While promises were made to improve the situation, I wished that the finance minister could have been there, listening to all the multiple problems because most of them are due to an extremely deficient budget.
When an example was given of a manager who brought some self-made cleaning solution to clean for skin preparation in theatre, I remembered how we also ran out of the skin preparation lotion for theatre, sometimes spending time without autoclave testing agents to ensure 100% sterilisation of drapes and instruments, because there was no money to buy them.
We usually received a budget in May which would be depleted by August, and when you complained, you would simply be told the hospital does not have funds anymore.
The strangest thing is that all the efforts to try and fight for a better budget allocation for health services have always fallen on deaf ears.

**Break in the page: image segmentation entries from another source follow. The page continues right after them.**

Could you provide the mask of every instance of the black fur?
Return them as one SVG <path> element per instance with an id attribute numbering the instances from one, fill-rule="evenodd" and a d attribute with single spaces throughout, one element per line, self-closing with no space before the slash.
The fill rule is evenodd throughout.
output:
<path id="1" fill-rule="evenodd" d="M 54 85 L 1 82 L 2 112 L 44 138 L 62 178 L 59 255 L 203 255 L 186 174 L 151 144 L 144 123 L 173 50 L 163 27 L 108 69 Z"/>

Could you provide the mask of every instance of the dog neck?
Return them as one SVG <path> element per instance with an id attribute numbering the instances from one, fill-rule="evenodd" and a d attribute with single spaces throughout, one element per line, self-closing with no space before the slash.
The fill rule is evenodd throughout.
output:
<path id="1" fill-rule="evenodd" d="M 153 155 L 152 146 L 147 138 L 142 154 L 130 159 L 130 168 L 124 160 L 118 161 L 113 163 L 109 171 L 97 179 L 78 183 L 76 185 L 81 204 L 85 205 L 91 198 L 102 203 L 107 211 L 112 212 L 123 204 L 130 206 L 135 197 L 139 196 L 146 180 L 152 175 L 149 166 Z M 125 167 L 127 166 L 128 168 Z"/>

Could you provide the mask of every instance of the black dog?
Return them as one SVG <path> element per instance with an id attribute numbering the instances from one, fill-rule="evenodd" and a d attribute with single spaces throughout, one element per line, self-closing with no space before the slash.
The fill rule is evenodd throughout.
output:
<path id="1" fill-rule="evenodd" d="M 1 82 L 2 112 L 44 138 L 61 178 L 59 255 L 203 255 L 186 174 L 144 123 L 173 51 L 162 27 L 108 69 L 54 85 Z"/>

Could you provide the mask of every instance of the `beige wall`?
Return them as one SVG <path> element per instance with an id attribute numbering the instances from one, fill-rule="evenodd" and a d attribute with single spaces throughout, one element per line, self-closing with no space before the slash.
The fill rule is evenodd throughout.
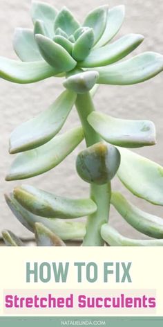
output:
<path id="1" fill-rule="evenodd" d="M 46 0 L 45 0 L 46 1 Z M 86 12 L 94 6 L 105 4 L 106 0 L 46 0 L 59 9 L 67 6 L 82 21 Z M 119 36 L 129 33 L 142 33 L 145 40 L 138 51 L 154 50 L 163 53 L 163 1 L 162 0 L 109 0 L 111 7 L 124 3 L 126 5 L 126 21 Z M 12 49 L 14 29 L 17 26 L 32 26 L 29 9 L 30 0 L 0 0 L 0 55 L 15 58 Z M 129 87 L 102 87 L 95 98 L 96 107 L 104 113 L 116 117 L 126 118 L 147 118 L 152 120 L 157 130 L 157 144 L 151 148 L 142 148 L 138 152 L 157 161 L 163 161 L 162 139 L 162 81 L 163 75 L 142 85 Z M 12 229 L 18 235 L 29 236 L 7 208 L 3 193 L 9 192 L 15 185 L 21 182 L 6 182 L 5 175 L 12 160 L 8 153 L 8 139 L 10 132 L 21 123 L 37 114 L 46 109 L 61 90 L 61 81 L 51 78 L 35 85 L 19 85 L 7 81 L 0 81 L 1 104 L 1 215 L 0 230 Z M 73 110 L 66 123 L 65 129 L 78 123 L 78 118 Z M 82 145 L 84 146 L 84 145 Z M 54 191 L 58 195 L 86 196 L 88 194 L 88 184 L 84 183 L 75 172 L 75 155 L 77 150 L 70 155 L 59 167 L 43 175 L 24 181 L 25 183 Z M 141 180 L 140 181 L 141 183 Z M 134 198 L 117 180 L 114 181 L 113 188 L 123 190 L 133 202 L 142 209 L 163 217 L 163 209 Z M 163 194 L 163 190 L 162 190 Z M 128 235 L 137 236 L 137 232 L 129 227 L 117 213 L 112 212 L 113 224 Z"/>

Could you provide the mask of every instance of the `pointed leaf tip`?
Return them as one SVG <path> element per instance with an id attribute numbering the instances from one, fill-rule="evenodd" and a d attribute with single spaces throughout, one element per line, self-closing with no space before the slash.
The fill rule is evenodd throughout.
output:
<path id="1" fill-rule="evenodd" d="M 121 164 L 117 176 L 135 195 L 163 206 L 163 168 L 137 153 L 119 148 Z"/>
<path id="2" fill-rule="evenodd" d="M 28 185 L 15 188 L 14 197 L 27 210 L 41 217 L 73 219 L 97 211 L 95 203 L 90 199 L 58 197 Z"/>
<path id="3" fill-rule="evenodd" d="M 24 179 L 52 169 L 71 153 L 83 139 L 82 128 L 75 127 L 36 149 L 18 154 L 6 180 Z"/>
<path id="4" fill-rule="evenodd" d="M 34 149 L 52 139 L 62 127 L 76 98 L 74 92 L 64 91 L 47 110 L 18 126 L 10 136 L 10 153 Z"/>
<path id="5" fill-rule="evenodd" d="M 118 119 L 95 112 L 88 121 L 103 139 L 115 145 L 140 148 L 156 143 L 155 125 L 149 121 Z"/>
<path id="6" fill-rule="evenodd" d="M 65 247 L 61 239 L 40 222 L 36 222 L 35 238 L 38 247 Z"/>
<path id="7" fill-rule="evenodd" d="M 123 62 L 97 68 L 97 82 L 115 85 L 130 85 L 149 80 L 163 70 L 163 55 L 146 52 Z"/>
<path id="8" fill-rule="evenodd" d="M 15 28 L 13 46 L 17 56 L 23 62 L 42 60 L 32 29 Z"/>
<path id="9" fill-rule="evenodd" d="M 100 48 L 109 42 L 119 32 L 124 19 L 125 6 L 117 6 L 108 10 L 105 30 L 95 46 Z"/>
<path id="10" fill-rule="evenodd" d="M 14 83 L 34 83 L 59 73 L 44 60 L 21 62 L 0 57 L 0 78 Z"/>
<path id="11" fill-rule="evenodd" d="M 68 78 L 64 82 L 64 86 L 77 94 L 83 94 L 89 91 L 95 86 L 99 73 L 97 71 L 86 71 Z"/>
<path id="12" fill-rule="evenodd" d="M 6 246 L 8 247 L 23 247 L 24 244 L 12 231 L 4 230 L 2 231 L 2 237 Z"/>
<path id="13" fill-rule="evenodd" d="M 105 224 L 101 235 L 103 240 L 113 247 L 162 247 L 163 240 L 134 240 L 121 235 L 115 229 Z"/>
<path id="14" fill-rule="evenodd" d="M 6 195 L 6 201 L 15 216 L 30 231 L 35 231 L 35 222 L 43 223 L 51 231 L 58 235 L 62 240 L 82 240 L 86 233 L 85 222 L 65 221 L 61 219 L 44 218 L 33 215 L 21 206 L 12 194 Z"/>
<path id="15" fill-rule="evenodd" d="M 69 71 L 75 67 L 77 62 L 61 46 L 39 34 L 35 37 L 41 55 L 50 66 L 61 71 Z"/>
<path id="16" fill-rule="evenodd" d="M 56 17 L 55 21 L 55 31 L 59 28 L 68 36 L 70 36 L 79 27 L 79 23 L 75 19 L 73 14 L 66 7 L 64 7 Z"/>

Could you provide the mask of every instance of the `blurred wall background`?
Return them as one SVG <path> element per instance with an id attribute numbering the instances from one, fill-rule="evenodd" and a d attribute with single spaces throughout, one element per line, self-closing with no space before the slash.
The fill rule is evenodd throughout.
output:
<path id="1" fill-rule="evenodd" d="M 88 11 L 95 6 L 106 4 L 106 0 L 45 0 L 59 10 L 66 6 L 82 21 Z M 135 54 L 146 51 L 155 51 L 163 54 L 163 1 L 162 0 L 109 0 L 110 7 L 119 4 L 126 6 L 126 20 L 118 37 L 126 33 L 143 34 L 145 39 Z M 0 55 L 16 59 L 12 47 L 16 27 L 32 27 L 29 15 L 30 0 L 0 0 L 1 42 Z M 143 84 L 128 87 L 104 86 L 95 98 L 95 107 L 104 113 L 124 118 L 152 120 L 157 131 L 157 144 L 144 148 L 137 152 L 163 164 L 163 74 Z M 8 152 L 8 139 L 11 132 L 19 124 L 46 109 L 62 89 L 61 80 L 50 78 L 33 85 L 19 85 L 0 80 L 1 139 L 0 139 L 0 230 L 9 229 L 17 235 L 30 238 L 32 234 L 23 228 L 13 216 L 3 200 L 3 194 L 10 192 L 18 182 L 6 182 L 4 177 L 13 157 Z M 64 130 L 79 123 L 73 109 Z M 80 149 L 84 144 L 80 145 Z M 87 196 L 88 184 L 83 182 L 75 171 L 75 157 L 79 149 L 74 151 L 59 166 L 46 174 L 23 181 L 59 195 Z M 136 169 L 136 167 L 135 167 Z M 141 184 L 141 180 L 140 180 Z M 121 190 L 133 203 L 151 213 L 163 218 L 163 209 L 133 197 L 115 179 L 113 188 Z M 163 195 L 163 190 L 162 190 Z M 113 225 L 125 235 L 138 237 L 139 233 L 130 227 L 112 209 Z"/>

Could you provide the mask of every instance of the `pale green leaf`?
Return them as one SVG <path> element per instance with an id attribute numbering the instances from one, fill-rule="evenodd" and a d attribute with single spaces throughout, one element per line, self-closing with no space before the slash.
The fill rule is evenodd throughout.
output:
<path id="1" fill-rule="evenodd" d="M 61 219 L 44 218 L 28 211 L 21 206 L 12 195 L 6 195 L 6 201 L 18 220 L 34 233 L 35 222 L 43 223 L 51 231 L 56 233 L 64 240 L 82 239 L 86 233 L 84 222 L 65 221 Z"/>
<path id="2" fill-rule="evenodd" d="M 155 128 L 150 121 L 118 119 L 100 112 L 88 117 L 92 127 L 107 142 L 124 148 L 155 144 Z"/>
<path id="3" fill-rule="evenodd" d="M 99 74 L 97 71 L 85 71 L 72 75 L 64 82 L 64 86 L 77 94 L 84 94 L 90 91 L 95 85 Z"/>
<path id="4" fill-rule="evenodd" d="M 104 142 L 99 142 L 78 154 L 76 168 L 85 182 L 102 185 L 114 177 L 119 164 L 120 154 L 117 149 Z"/>
<path id="5" fill-rule="evenodd" d="M 52 6 L 44 2 L 33 1 L 31 15 L 33 23 L 37 20 L 42 20 L 50 37 L 54 36 L 54 24 L 57 11 Z"/>
<path id="6" fill-rule="evenodd" d="M 30 28 L 15 29 L 13 46 L 15 53 L 22 61 L 33 62 L 42 60 L 33 31 Z"/>
<path id="7" fill-rule="evenodd" d="M 35 239 L 38 247 L 66 246 L 59 236 L 40 222 L 35 223 Z"/>
<path id="8" fill-rule="evenodd" d="M 21 62 L 0 57 L 0 78 L 14 83 L 35 83 L 59 73 L 44 60 Z"/>
<path id="9" fill-rule="evenodd" d="M 135 195 L 154 204 L 163 205 L 163 168 L 154 161 L 119 148 L 121 164 L 117 175 Z"/>
<path id="10" fill-rule="evenodd" d="M 10 231 L 3 231 L 2 237 L 6 246 L 8 247 L 23 247 L 24 244 Z"/>
<path id="11" fill-rule="evenodd" d="M 90 27 L 94 31 L 94 44 L 95 44 L 103 35 L 108 15 L 108 6 L 102 6 L 90 12 L 86 17 L 83 26 Z"/>
<path id="12" fill-rule="evenodd" d="M 124 19 L 125 7 L 117 6 L 108 11 L 107 23 L 103 35 L 95 46 L 97 48 L 106 44 L 119 32 Z"/>
<path id="13" fill-rule="evenodd" d="M 55 19 L 55 30 L 56 31 L 59 28 L 68 36 L 73 34 L 79 26 L 79 23 L 74 18 L 66 7 L 64 7 L 61 10 Z"/>
<path id="14" fill-rule="evenodd" d="M 65 123 L 76 98 L 75 93 L 64 91 L 47 110 L 18 126 L 10 136 L 10 153 L 34 149 L 54 137 Z"/>
<path id="15" fill-rule="evenodd" d="M 163 240 L 134 240 L 122 236 L 108 224 L 102 225 L 101 235 L 106 243 L 113 247 L 162 247 Z"/>
<path id="16" fill-rule="evenodd" d="M 64 48 L 65 50 L 66 50 L 68 53 L 70 53 L 70 55 L 72 54 L 73 46 L 70 41 L 69 41 L 68 39 L 66 39 L 62 35 L 55 35 L 53 38 L 53 41 L 63 46 L 63 48 Z"/>
<path id="17" fill-rule="evenodd" d="M 147 213 L 132 204 L 119 193 L 113 192 L 111 204 L 125 220 L 141 233 L 163 239 L 163 219 Z"/>
<path id="18" fill-rule="evenodd" d="M 42 57 L 50 66 L 61 71 L 69 71 L 75 67 L 77 62 L 61 46 L 39 34 L 35 37 Z"/>
<path id="19" fill-rule="evenodd" d="M 41 217 L 77 218 L 97 211 L 91 199 L 61 197 L 28 185 L 15 188 L 14 197 L 26 209 Z"/>
<path id="20" fill-rule="evenodd" d="M 97 69 L 99 84 L 129 85 L 149 80 L 163 70 L 163 55 L 146 52 L 126 61 Z"/>
<path id="21" fill-rule="evenodd" d="M 41 34 L 41 35 L 49 37 L 48 31 L 46 28 L 46 26 L 43 21 L 37 19 L 34 26 L 34 35 Z M 38 46 L 37 46 L 38 48 Z"/>
<path id="22" fill-rule="evenodd" d="M 93 28 L 87 28 L 76 40 L 73 50 L 73 57 L 75 60 L 84 60 L 90 53 L 94 44 Z"/>
<path id="23" fill-rule="evenodd" d="M 18 154 L 6 180 L 24 179 L 43 174 L 59 165 L 84 138 L 82 127 L 55 136 L 44 145 Z"/>
<path id="24" fill-rule="evenodd" d="M 140 34 L 128 34 L 111 44 L 93 49 L 88 57 L 82 62 L 81 67 L 98 67 L 113 64 L 126 57 L 144 40 Z"/>

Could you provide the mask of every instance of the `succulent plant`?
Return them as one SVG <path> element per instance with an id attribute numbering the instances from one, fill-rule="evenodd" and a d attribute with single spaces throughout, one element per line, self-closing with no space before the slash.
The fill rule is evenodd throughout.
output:
<path id="1" fill-rule="evenodd" d="M 124 21 L 123 6 L 100 6 L 82 24 L 65 7 L 58 12 L 34 1 L 31 13 L 34 29 L 17 28 L 15 33 L 14 49 L 20 60 L 0 58 L 0 76 L 22 84 L 61 78 L 64 90 L 48 109 L 12 133 L 9 151 L 18 154 L 6 180 L 24 179 L 54 168 L 85 139 L 86 149 L 79 153 L 76 168 L 89 184 L 90 195 L 70 199 L 22 185 L 6 196 L 9 207 L 27 229 L 35 231 L 39 246 L 63 246 L 63 241 L 77 239 L 83 240 L 84 246 L 162 245 L 162 220 L 111 191 L 117 175 L 133 195 L 163 205 L 163 168 L 129 150 L 155 144 L 154 124 L 96 112 L 93 97 L 99 85 L 129 85 L 154 77 L 163 70 L 163 56 L 145 52 L 117 62 L 144 39 L 141 35 L 128 34 L 112 41 Z M 56 136 L 74 105 L 81 125 Z M 111 204 L 133 228 L 153 239 L 122 236 L 110 225 Z M 86 222 L 76 220 L 86 215 Z M 3 231 L 3 237 L 7 245 L 22 245 L 10 231 Z"/>

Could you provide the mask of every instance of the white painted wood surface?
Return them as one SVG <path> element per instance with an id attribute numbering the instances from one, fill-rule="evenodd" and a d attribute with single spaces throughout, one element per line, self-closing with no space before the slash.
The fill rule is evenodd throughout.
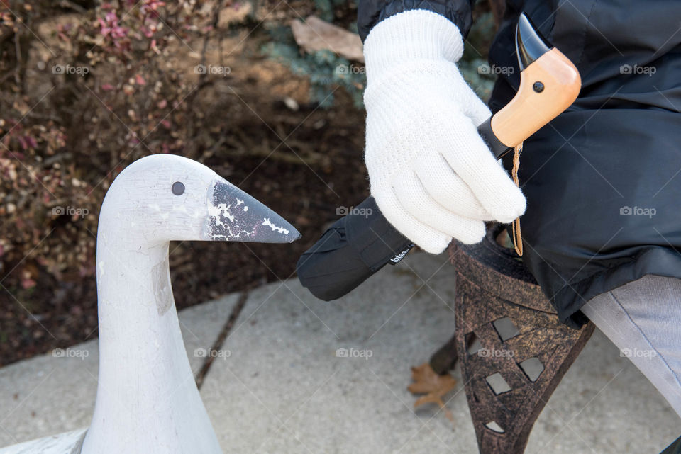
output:
<path id="1" fill-rule="evenodd" d="M 184 191 L 174 193 L 178 181 Z M 198 162 L 155 154 L 128 166 L 99 214 L 99 377 L 90 427 L 0 454 L 221 453 L 182 342 L 169 242 L 299 237 L 278 215 Z"/>

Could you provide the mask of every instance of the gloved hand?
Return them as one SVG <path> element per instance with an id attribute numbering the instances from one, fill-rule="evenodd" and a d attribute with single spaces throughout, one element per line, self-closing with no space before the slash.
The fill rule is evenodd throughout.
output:
<path id="1" fill-rule="evenodd" d="M 364 45 L 365 161 L 386 219 L 428 252 L 473 244 L 485 220 L 510 222 L 525 198 L 477 133 L 491 115 L 455 62 L 456 25 L 425 10 L 377 24 Z"/>

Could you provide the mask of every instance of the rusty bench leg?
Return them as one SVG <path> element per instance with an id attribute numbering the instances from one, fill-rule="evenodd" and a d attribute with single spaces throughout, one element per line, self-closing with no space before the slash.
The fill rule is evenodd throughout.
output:
<path id="1" fill-rule="evenodd" d="M 522 263 L 494 241 L 497 232 L 480 244 L 450 246 L 455 332 L 431 364 L 443 373 L 460 361 L 481 454 L 522 454 L 594 325 L 577 330 L 562 324 Z"/>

So, the Ombudsman will still be confronted with the same problems the next time he conducts a similar probe at Rahima Moosa Hospital, unless the finance minister finds it in his heart to take health care seriously.
A fact that prompted me to ask one day during an inspection, what was the use of these inspections if all the problems identified are never addressed?
And I received no answer from the person from OHSC. But, the truth is that the findings reflected in this report are the same as those found in a 2017 inspection with everything remaining unchanged.